Faire avec la résistance au changement

  • « Je passe pratiquement autant de temps à faire le design du message qui avertit d’un changement qu’à faire celui du changement lui-même », plaisante Gould Stewart. Les gens peuvent s’habituer à un mauvais design, et même devenir très bons dans son utilisation, rappelle-t-elle. La frustration est encore plus grande quand la page est modifiée.
  • Avant de travailler chez Facebook, Gould Stewart s’est occupé du changement de notation des vidéos YouTube : d’une échelle de cinq étoiles, le site est passé à deux pouces, l’un vers le bas, l’autre vers le haut.  Pour une raison simple (que j’ai aussi pu constater à Rue89, lorsque les commentaires étaient notées de 1 à 5 boules rouges) : les utilisateurs ne se servaient que de la note la plus basse et de la note la plus haute, pas des étoiles intermédiaires.

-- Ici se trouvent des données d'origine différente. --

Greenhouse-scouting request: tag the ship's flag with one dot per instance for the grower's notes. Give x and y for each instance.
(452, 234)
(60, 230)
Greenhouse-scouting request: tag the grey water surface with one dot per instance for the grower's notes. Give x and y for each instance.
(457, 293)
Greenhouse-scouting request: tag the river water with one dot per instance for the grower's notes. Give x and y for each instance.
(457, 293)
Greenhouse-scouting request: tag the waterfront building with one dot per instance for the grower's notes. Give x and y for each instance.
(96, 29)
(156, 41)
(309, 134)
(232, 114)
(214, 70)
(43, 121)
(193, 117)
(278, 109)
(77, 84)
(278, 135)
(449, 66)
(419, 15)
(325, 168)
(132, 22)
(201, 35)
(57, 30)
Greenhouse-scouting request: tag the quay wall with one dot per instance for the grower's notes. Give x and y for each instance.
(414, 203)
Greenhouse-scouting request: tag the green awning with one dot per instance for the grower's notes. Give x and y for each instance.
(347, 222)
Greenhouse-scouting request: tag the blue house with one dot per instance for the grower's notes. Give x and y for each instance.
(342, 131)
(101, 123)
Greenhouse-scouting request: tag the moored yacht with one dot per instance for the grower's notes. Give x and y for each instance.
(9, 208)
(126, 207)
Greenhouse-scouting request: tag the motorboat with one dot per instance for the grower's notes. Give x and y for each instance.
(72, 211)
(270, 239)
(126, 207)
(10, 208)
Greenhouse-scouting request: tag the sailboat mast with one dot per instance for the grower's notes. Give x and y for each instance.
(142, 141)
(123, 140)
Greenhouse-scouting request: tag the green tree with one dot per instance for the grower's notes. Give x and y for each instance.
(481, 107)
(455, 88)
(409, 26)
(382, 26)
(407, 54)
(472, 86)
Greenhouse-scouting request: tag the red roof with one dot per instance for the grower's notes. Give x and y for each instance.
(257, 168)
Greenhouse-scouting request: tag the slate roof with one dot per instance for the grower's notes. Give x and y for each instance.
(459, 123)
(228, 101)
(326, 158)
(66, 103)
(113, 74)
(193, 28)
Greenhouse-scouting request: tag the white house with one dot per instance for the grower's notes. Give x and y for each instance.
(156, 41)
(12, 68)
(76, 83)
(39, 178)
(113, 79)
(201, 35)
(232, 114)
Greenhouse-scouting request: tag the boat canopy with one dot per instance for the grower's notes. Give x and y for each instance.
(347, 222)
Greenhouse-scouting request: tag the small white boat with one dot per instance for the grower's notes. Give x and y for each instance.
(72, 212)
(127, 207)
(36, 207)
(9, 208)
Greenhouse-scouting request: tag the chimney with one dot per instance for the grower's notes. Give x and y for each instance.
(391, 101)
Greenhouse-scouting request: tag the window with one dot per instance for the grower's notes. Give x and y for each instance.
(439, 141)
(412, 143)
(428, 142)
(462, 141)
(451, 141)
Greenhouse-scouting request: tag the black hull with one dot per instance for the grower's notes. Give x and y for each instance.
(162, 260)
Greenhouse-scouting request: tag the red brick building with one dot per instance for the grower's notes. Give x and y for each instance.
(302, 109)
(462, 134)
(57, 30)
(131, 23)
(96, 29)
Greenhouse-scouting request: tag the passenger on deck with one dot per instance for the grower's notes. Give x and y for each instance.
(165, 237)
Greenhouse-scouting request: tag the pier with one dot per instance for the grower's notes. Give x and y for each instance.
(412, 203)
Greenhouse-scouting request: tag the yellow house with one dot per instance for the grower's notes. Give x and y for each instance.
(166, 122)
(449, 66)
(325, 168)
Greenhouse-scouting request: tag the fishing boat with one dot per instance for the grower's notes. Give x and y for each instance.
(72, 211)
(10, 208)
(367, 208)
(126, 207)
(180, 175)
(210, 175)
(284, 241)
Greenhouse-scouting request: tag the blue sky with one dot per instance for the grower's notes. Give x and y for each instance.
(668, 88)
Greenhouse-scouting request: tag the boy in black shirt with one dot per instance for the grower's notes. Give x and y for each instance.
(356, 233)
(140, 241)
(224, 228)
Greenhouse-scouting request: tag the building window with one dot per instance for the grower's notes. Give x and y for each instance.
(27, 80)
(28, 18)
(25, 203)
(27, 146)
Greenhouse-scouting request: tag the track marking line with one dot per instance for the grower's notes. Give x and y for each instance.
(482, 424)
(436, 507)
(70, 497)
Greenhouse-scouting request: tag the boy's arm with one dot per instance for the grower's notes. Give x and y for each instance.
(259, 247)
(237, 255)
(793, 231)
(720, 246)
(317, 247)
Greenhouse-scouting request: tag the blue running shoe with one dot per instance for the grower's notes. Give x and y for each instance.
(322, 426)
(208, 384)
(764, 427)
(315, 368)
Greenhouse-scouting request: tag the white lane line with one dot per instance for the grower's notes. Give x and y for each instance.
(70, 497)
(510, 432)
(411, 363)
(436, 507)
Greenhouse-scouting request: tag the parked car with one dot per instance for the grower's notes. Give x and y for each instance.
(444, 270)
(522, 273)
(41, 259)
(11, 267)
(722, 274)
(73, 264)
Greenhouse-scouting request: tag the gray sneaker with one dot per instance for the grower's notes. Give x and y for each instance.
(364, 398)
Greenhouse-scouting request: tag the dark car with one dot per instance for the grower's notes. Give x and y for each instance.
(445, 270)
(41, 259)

Ça n’a pas empêché la colère des « noteurs », obligeant YouTube à s’expliquer dans la presse spécialisée.
Google, YouTube et Facebook sur des téléphones ancienne génération
Google, YouTube et Facebook sur des téléphones ancienne génération

Penser aux nouveaux usages et aux pays pauvres

  • Penser le design d’un site pour les téléphones ancienne génération, c’est moins glamour que de lancer une nouvelle application chic pour trouver le nouveau café branché, explique en substance Gould Stewart. Mais ce sont ces interfaces qu’utilisent et utiliseront des millions d’utilisateurs dans les pays pauvres.
  • Pour prendre ces nouvelles contraintes en compte, « nous sortons de notre bulle et nous rencontrons les gens pour qui nous réalisons ces designs, nous testons nos produits dans d’autres langues que l’anglais, et nous nous efforçons d’utiliser ce type de téléphones de temps en temps », raconte-t-elle.

En France, la plupart des sites d’infos sont encore bien loin d’avoir une approche aussi soigneuse quand ils pensent leur interface et plus globalement leur expérience utilisateur, faute de moyens suffisants et d’expertise en interne. Ça donne des pages surchargées de publicités, des systèmes de commentaires dépassés ou des versions mobile mal fichues.

Mais les médias ont tout intérêt à s’y mettre, alors que la chasse au clic montre ses limites, et que des objectifs comme le temps passé sur la page ou la fidélité des internautes sont de mieux en mieux pris en compte – sur ce sujet, voir les explications du populaire service de statistiques en temps Charbeat.